Thursday, 18 October 2012

Flip Teaching Entrance Slip

I had the chance to hear and experience flip teaching during one of the school visits to Burnaby South.  This was the first time I had ever heard about it and my initial reaction contained a lot of mixed feelings.  I think I had these mixed feelings just because it was such an extreme change, basically going from one end of the spectrum to the other.  After being exposed to it a bit more my current opinion is all for flip teaching.  There are simply too many benefits with very little cons.  The biggest argument that swayed my opinion was the fact that students can go at their own pace and are able to pause and repeat lectures.  This would have been helpful for me because I remember times when the teacher covered the material way to fast for my ability.  Also I remember times when the teacher was way to slow!  Flip teaching allows for students to get ahead easier as well.  There are of course many other benefits that the TED talk explains pretty clearly so I wont go into detail about those.

I think people against flip teaching would ask or argue as to how you deal with students who don't watch the videos?  Or what do you do if a student has no access to the internet?

For students who don't watch the video you can set them aside with a laptop and get them to watch the video within the first 10-15 mins of class, or you can get the "stronger" students to peer tutor the ones who didn't watch the video.  Of course you would have to lay down some ground rules so that it doesn't happen frequently.

If a student has no access to internet you can put the videos on a usb, dvd, dropbox.  Or set up a buddy system.

Does flip teaching actually work?  It sounds great on paper, but does it translate to a practical setting?

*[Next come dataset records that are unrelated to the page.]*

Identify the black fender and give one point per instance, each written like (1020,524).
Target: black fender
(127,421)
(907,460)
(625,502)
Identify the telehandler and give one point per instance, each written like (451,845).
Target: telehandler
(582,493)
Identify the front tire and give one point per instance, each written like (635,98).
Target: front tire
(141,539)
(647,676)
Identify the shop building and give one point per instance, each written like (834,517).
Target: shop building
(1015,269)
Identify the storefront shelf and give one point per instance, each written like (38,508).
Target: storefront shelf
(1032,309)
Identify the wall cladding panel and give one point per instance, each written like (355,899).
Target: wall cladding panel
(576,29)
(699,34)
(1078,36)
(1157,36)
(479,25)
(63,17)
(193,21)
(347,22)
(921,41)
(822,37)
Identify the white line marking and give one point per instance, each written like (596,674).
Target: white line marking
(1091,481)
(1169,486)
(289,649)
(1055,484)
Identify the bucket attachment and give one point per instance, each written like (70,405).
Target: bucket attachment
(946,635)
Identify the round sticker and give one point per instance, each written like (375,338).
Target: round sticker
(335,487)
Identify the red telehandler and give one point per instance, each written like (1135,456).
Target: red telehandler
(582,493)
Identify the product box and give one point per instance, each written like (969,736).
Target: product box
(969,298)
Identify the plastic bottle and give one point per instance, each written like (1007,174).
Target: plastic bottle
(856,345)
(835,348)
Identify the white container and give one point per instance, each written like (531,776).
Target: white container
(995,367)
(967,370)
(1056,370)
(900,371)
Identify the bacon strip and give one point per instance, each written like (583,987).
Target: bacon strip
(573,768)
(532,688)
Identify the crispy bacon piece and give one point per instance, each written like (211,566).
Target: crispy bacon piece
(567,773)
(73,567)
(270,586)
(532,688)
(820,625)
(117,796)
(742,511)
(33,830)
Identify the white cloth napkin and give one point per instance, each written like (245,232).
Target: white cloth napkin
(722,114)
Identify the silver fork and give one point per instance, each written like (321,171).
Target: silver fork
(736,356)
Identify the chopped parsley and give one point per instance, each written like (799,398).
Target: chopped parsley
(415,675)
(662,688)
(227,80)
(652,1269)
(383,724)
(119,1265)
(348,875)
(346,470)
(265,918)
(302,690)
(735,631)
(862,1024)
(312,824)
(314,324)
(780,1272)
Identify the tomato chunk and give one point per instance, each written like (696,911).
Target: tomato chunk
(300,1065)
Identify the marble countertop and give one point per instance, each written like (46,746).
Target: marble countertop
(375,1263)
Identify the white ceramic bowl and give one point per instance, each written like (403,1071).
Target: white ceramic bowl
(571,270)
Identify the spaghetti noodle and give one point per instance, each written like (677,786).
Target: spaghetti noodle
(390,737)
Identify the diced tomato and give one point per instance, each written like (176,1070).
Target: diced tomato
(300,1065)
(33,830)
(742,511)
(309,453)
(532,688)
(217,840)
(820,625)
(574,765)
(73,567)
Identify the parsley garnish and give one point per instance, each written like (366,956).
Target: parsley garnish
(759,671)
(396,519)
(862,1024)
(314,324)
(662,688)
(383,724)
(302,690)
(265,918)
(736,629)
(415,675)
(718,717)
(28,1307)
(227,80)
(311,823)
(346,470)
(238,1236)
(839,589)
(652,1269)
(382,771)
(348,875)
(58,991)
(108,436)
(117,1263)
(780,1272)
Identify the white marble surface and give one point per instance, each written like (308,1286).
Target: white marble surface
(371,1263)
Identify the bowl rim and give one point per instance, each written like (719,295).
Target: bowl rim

I would have to assume so as the stats and numbers are already there to back it up.  But I think only time will tell the efficacy of flip teaching.

With online courses, technology, and schools like the Khan academy becoming more prevalent I think our roles as teachers almost become more of a coach/mentor type role.  Unless we are making the videos ourselves then the "lecture" aspect of teaching still remains, it's just not in the classroom itself.  Basically we would become more of a coach because the students will have already learned the skills or materials, they will already have the knowledge, but now you have to guide, encourage, and aid them in applying these skills.

Also, the game-like implementation in the Khan academy with the mind-map and the point/badge system is clearly a great motivational tool as almost every child or young adult enjoys video games.

It's interesting, exciting, and a little bit scary to think that one day we may have a "global, one world classroom."